Exchange-Bias and Grain-Surface Relaxations in Nanostructured NiO/Ni Induced by a Particle Size Reduction

Abstract

Transition-metal-oxide/transition-metal nanocomposites, such as NiO/Ni, FeO/Fe, and CoO/Co, have been the subject of much recent investigation (i) because of their potential applications and (ii) because they are good model systems for studies of some effects on the nanoscale. They are used, for example, as catalysts, fuel-cell electrodes, magnetic memories, etc. When a nanocomposite is composed of both ferromagnetic (FM) and antiferromagnetic (AFM) nanoparticles, interesting physical properties can occur, such as the phenomenon of exchange bias (EB). A Ni/NiO nanocomposite obtained by the thermal decomposition of nickel(II) acetate tetrahydrate, Ni(CH3COO)(2)center dot 4H(2)O, at 300 degrees C, is composed of NiO (62%) and Ni (38%) with crystallite sizes of 11 and 278 nm, respectively. We observed an increase in the crystallite size for NiO and decrease of crystallite size for Ni, a decrease in the microstrain for both and an increase in the NiO phase content with thermal annealing in air, while high-energy ball milling leads to a decrease of the crystallite size, an increase in the size of the agglomerates, and microstrain as well as reduction, NiO - gt Ni. The lattice parameters of the nanosized NiO and Ni show a deviation from the value for the bulk counterparts as a consequence of crystallite size reduction and the grain-surface relaxation effect. The exchange bias found in a milled sample with particles of 10 nm (NiO) and 11 nm (Ni) disappears for larger particles as a consequence of a coupling-area decrease between the antiferromagnetic and ferromagnetic particles.
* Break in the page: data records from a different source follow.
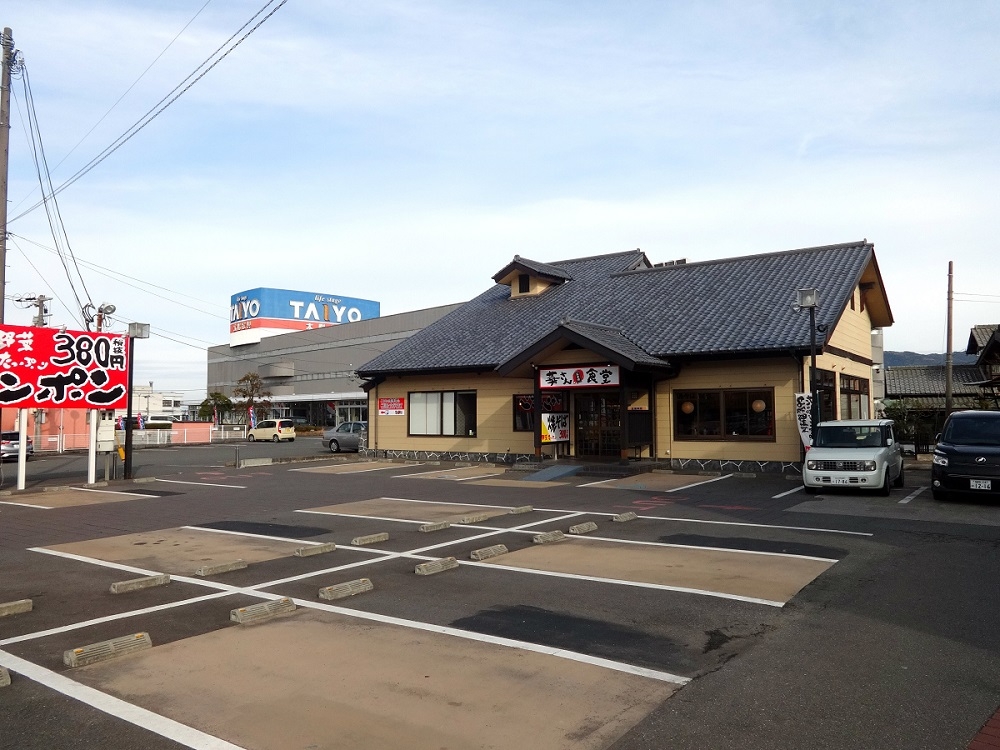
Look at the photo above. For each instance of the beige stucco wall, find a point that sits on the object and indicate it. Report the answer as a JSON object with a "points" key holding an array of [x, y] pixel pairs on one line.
{"points": [[853, 334], [494, 415], [781, 374]]}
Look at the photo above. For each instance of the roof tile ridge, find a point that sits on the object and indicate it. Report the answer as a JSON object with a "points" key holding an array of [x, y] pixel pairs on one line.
{"points": [[718, 261], [637, 252]]}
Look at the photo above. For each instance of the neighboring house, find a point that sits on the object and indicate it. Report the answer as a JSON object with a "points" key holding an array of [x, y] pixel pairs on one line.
{"points": [[923, 386], [984, 344], [613, 357], [915, 398]]}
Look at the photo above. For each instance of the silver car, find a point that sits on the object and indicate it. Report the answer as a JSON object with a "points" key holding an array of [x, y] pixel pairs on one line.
{"points": [[858, 454], [11, 443], [344, 437]]}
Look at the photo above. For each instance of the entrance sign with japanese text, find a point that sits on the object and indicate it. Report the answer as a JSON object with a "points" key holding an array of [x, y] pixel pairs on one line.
{"points": [[578, 377], [54, 369], [392, 407], [555, 428]]}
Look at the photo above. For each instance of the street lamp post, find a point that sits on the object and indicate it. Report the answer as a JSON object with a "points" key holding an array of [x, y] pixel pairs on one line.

Due to reduction/oxidation (NiO lt - gt Ni) and size as well as surface-relaxation effects the saturation magnetization value increases/decreases with milling/annealing, respectively. Having in mind the effect of size on the exchange bias, coercivity, and magnetization values, it is possible, by annealing/milling, to tailor the composition and particle size and then control the exchange bias and improve the other magnetic properties of the Ni/NiO.